“Live as if you were to die tomorrow. Learn as if you were to live forever.” – Mahatma Gandhi
After graduating from Kalamazoo College with a double major in Biology and East Asian Studies, I joined the Ph.D. program in Pharmaceutical Sciences at the University of Wisconsin–Madison, where I work with Dr. Jason Kwan to explore uncultured, symbiotic bacteria as a source of novel therapeutic leads. In addition to my passion for the basic research surrounding drug discovery, I am interested in the interface of language and science. As an undergraduate at Kalamazoo College and graduate student in Madison, I have travelled to and lived in China in an effort to improve infrastructure for international scientific communication, collaboration and cultural exchange thanks to a U.S. Department of Education Foreign Language and Area Studies (FLAS) fellowship and Johns Hopkins University Study Abroad scholarship.
After graduating from UW-Madison I hope to join a company that uses analytical techniques, especially Next Generation Sequencing (NGS) technology, to address issues in drug discovery and diagnostics. Ultimately, I hope to use my experience abroad, fluency in Mandarin and expertise in bioinformatics and drug discovery to lead research efforts as well as mediate scientific and business relationships between branches of an international company.
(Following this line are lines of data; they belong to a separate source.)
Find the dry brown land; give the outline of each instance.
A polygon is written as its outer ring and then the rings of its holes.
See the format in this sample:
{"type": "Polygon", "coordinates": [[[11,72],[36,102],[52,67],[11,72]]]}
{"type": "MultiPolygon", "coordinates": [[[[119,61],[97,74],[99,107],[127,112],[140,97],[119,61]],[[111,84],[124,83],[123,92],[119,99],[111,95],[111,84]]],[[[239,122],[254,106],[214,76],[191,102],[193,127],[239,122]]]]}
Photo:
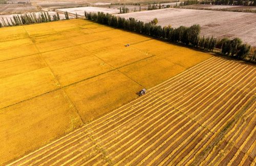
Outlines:
{"type": "Polygon", "coordinates": [[[211,57],[82,19],[0,29],[0,165],[211,57]]]}
{"type": "Polygon", "coordinates": [[[163,9],[117,15],[126,18],[134,17],[144,22],[154,18],[159,25],[190,26],[199,24],[201,35],[218,38],[238,37],[252,46],[256,46],[256,14],[184,9],[163,9]]]}
{"type": "Polygon", "coordinates": [[[10,165],[255,165],[255,86],[212,57],[10,165]]]}
{"type": "Polygon", "coordinates": [[[256,7],[250,6],[230,6],[230,5],[193,5],[183,7],[183,8],[193,9],[226,9],[227,10],[255,10],[256,7]]]}

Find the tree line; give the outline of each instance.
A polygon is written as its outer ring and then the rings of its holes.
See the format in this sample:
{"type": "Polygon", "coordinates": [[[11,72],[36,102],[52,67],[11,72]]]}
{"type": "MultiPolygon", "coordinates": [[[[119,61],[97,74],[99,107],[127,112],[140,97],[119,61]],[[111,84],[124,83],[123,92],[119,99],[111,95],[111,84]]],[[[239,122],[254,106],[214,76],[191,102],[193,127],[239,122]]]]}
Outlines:
{"type": "Polygon", "coordinates": [[[10,18],[10,21],[7,18],[5,19],[2,17],[2,23],[0,21],[0,28],[3,26],[11,27],[35,23],[47,22],[57,21],[60,19],[58,13],[52,16],[50,15],[48,12],[41,12],[37,15],[35,13],[23,15],[14,15],[12,16],[12,18],[10,18]]]}
{"type": "MultiPolygon", "coordinates": [[[[144,23],[134,18],[125,19],[103,12],[84,12],[84,16],[87,19],[100,23],[206,51],[212,51],[217,44],[217,40],[214,37],[199,36],[201,28],[199,25],[173,28],[170,26],[162,27],[154,23],[154,21],[144,23]]],[[[220,49],[223,55],[234,58],[243,59],[249,54],[250,49],[250,45],[242,44],[241,39],[238,38],[223,39],[218,42],[219,45],[220,43],[221,43],[220,49]]]]}
{"type": "Polygon", "coordinates": [[[129,9],[125,8],[125,6],[120,8],[120,13],[127,13],[129,12],[129,9]]]}

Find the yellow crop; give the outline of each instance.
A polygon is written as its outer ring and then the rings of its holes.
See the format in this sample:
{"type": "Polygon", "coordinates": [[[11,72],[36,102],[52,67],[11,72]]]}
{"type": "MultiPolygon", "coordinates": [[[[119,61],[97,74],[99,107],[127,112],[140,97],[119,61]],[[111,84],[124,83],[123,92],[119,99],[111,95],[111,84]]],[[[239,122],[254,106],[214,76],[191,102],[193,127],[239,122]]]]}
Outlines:
{"type": "Polygon", "coordinates": [[[0,164],[211,56],[82,19],[0,29],[0,164]]]}

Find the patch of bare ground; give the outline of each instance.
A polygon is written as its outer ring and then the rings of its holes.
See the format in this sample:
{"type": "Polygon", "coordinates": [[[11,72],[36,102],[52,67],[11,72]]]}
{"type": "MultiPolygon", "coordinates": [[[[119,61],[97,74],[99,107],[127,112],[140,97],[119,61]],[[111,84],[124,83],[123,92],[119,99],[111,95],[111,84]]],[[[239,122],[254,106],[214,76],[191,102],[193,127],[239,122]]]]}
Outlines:
{"type": "Polygon", "coordinates": [[[163,9],[117,15],[125,18],[148,22],[154,18],[161,26],[190,26],[199,24],[201,36],[241,38],[246,43],[256,46],[256,14],[204,10],[163,9]]]}

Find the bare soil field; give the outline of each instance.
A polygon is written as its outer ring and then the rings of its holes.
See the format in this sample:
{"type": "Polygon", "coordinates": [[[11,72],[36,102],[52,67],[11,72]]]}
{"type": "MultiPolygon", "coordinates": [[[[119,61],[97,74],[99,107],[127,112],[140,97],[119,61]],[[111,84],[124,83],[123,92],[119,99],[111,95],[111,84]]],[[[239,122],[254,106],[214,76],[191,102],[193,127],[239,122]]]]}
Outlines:
{"type": "Polygon", "coordinates": [[[33,12],[37,10],[36,7],[32,6],[31,4],[0,4],[0,14],[33,12]]]}
{"type": "Polygon", "coordinates": [[[158,25],[171,25],[174,28],[199,24],[201,36],[214,36],[219,38],[238,37],[256,46],[255,13],[172,8],[117,15],[125,18],[134,17],[144,22],[157,18],[158,25]]]}
{"type": "Polygon", "coordinates": [[[212,57],[8,165],[255,165],[255,85],[212,57]]]}
{"type": "Polygon", "coordinates": [[[79,19],[0,29],[0,165],[211,57],[79,19]]]}
{"type": "Polygon", "coordinates": [[[192,8],[195,9],[223,9],[228,10],[246,10],[251,9],[256,10],[256,7],[249,6],[231,6],[231,5],[193,5],[184,6],[184,8],[192,8]]]}
{"type": "Polygon", "coordinates": [[[90,12],[97,13],[98,12],[102,12],[105,13],[109,13],[110,14],[118,13],[119,12],[119,10],[117,9],[93,7],[60,9],[58,9],[57,10],[61,12],[67,11],[69,13],[71,13],[73,14],[76,14],[76,13],[77,13],[78,15],[80,16],[84,16],[84,11],[86,11],[88,13],[90,12]]]}
{"type": "MultiPolygon", "coordinates": [[[[26,13],[30,14],[30,12],[28,12],[26,13]]],[[[35,13],[36,15],[38,15],[39,14],[40,14],[41,12],[35,12],[35,13]]],[[[53,15],[57,14],[57,13],[56,12],[54,12],[54,11],[49,11],[48,13],[51,16],[51,17],[52,18],[52,19],[53,18],[53,15]]],[[[12,14],[0,15],[0,22],[1,23],[3,24],[3,21],[2,20],[2,18],[3,18],[5,20],[5,21],[6,22],[6,23],[7,23],[7,21],[6,20],[6,19],[7,19],[8,20],[8,21],[10,22],[10,23],[11,25],[12,25],[12,23],[11,22],[11,18],[13,20],[13,15],[23,15],[23,14],[12,14]]],[[[61,13],[59,13],[59,18],[60,18],[60,19],[66,19],[65,15],[64,14],[61,13]]],[[[73,17],[72,17],[72,16],[70,16],[69,17],[71,18],[73,18],[73,17]]]]}

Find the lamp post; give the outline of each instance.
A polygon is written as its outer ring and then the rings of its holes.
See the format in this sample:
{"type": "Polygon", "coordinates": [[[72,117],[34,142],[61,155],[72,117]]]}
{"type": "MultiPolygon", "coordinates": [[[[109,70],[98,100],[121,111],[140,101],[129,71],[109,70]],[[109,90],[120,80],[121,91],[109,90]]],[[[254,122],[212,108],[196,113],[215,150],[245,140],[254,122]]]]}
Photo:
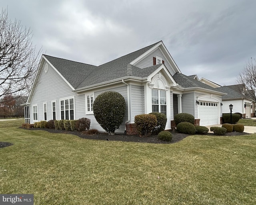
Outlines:
{"type": "Polygon", "coordinates": [[[230,109],[230,122],[232,124],[232,109],[233,109],[233,105],[230,104],[229,105],[229,108],[230,109]]]}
A Comparative Metagenomics Approach to Marine Natural Product
Drug Discovery in Hippospongia lachne
Division of Pharmaceutical Sciences, University of Wisconsin-Madison, 777 Highland Ave., Madison, Wisconsin 53705, U.S.A., Pharmacy Practice Division, University of Wisconsin-Madison, 777 Highland Ave., Madison, Wisconsin 53705, U.S.A.
With the increasing availability of deeply sequenced data sets, it has become clear that the biosynthetic potential of uncultured microbes remains largely untapped. Uncultured, symbiotic bacteria associated with marine invertebrates often protect and interact with their hosts through the production of secondary metabolites, which can exhibit a broad spectrum of clinically relevant bioactivities. The microbial consortia of marine sponges (phylum Porifera), for instance, are known or suspected to produce a number of interesting bioactive compounds. To explore this source of biosynthetic talent, we collected ~100 sponge samples from the Florida Keys. Amplicon sequencing of 16S rRNA genes by next-generation sequencing revealed differences in sponge microbiome compositions, and evaluation of crude organic extracts by HPLC analysis showed differences in chemical composition between sponges of the same species. Furthermore, biofilm inhibition assays suggested that perturbations in microbiota and variation in the chemical profiles of individual sponges can be associated with the bioactivity of their organic extracts. For two Hippospongia lachne sponge samples where perturbations in the microbiome were associated with a change in chemical composition and bioactivity, we implemented a culture-independent, shotgun metagenomics approach to reconstruct whole bacterial genomes from sponge microbiomes. With this technique, we were able to recover over 100 high quality genome assemblies, many of which diverge significantly from known bacterial lineages, and identify over 300 biosynthetic pathways distributed throughout the microbial community of a single sponge. In conjunction with analytical chemistry techniques as well as targeted culturing and heterologous expression efforts, we hope to develop culture-independent sequencing methods to explore uncultured bacteria and their otherwise inaccessible biosynthetic potential in complex microbial systems.